Libya was declared “liberated” a few days after his death on October 20, 2011, and while its new rulers have led the nation to elections, they have struggled to impose their authority on a country awash with weapons.
Speaking on Libyan television late on Friday, the national congress leader singled out the town of Bani Walid, some 160 kms (100 miles) south of Tripoli, a former Gaddafi stronghold which has seen deadly clashes in the last few days as the army struggles to impose order.
“The campaign to liberate the country has not been fully completed,” Magarief said.
He cited “delays” in the formation of the army and police and the failure to disarm and integrate former rebels.
“This lack of care has led to the spread of chaos that has lured the old regime to infiltrate the country’s institutions inside and to conspire with the regime loyalists on the outside,” Magarief said.
“And the chaos has lured others to kidnappings, stealing, and to create non-legitimate prisons. What has happened in Bani Walid in the last few days falls under this … it has become a safe haven for a large number of those who are outside of the law.”
Militias, aligned with the Defence Ministry, have shelled the hilltop town of 70,000 for several days and a spokesman for Bani Walid fighters, Colonel Salem al-Wa’er said fighting had started again on Saturday morning.
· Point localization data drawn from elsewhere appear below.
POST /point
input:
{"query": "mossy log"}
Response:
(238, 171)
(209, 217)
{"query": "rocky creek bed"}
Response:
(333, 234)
Many of those in the militias were from the rival town of Misrata, which was enraged by the death of rebel fighter Omran Shaban after two months in detention in Bani Walid.
Shaban, from Misrata, was the man who found Gaddafi hiding in a drain pipe in Sirte on October 20, 2011.
Libya’s congress ordered the Defence and Interior Ministries to find those responsible for abducting Shaban and suspected of torturing him to death. It gave Bani Walid a deadline to hand them over.
The army chief of staff said on Thursday the army was heading to the town to try and restore order.
“This is not targeting a region, a tribe, or unarmed civilians but outlawed men,” Magarief said.
Tensions between Misrata and Bani Walid underscore the challenge Libya’s new rulers face in reconciling groups with long-running grievances.
While Misrata spent weeks under siege by Gaddafi forces in last year’s war, Bani Walid was one of the towns that remained loyal to Gaddafi longest. It remains isolated from the rest of Libya and former rebels say it still harbors pockets of support for the old government.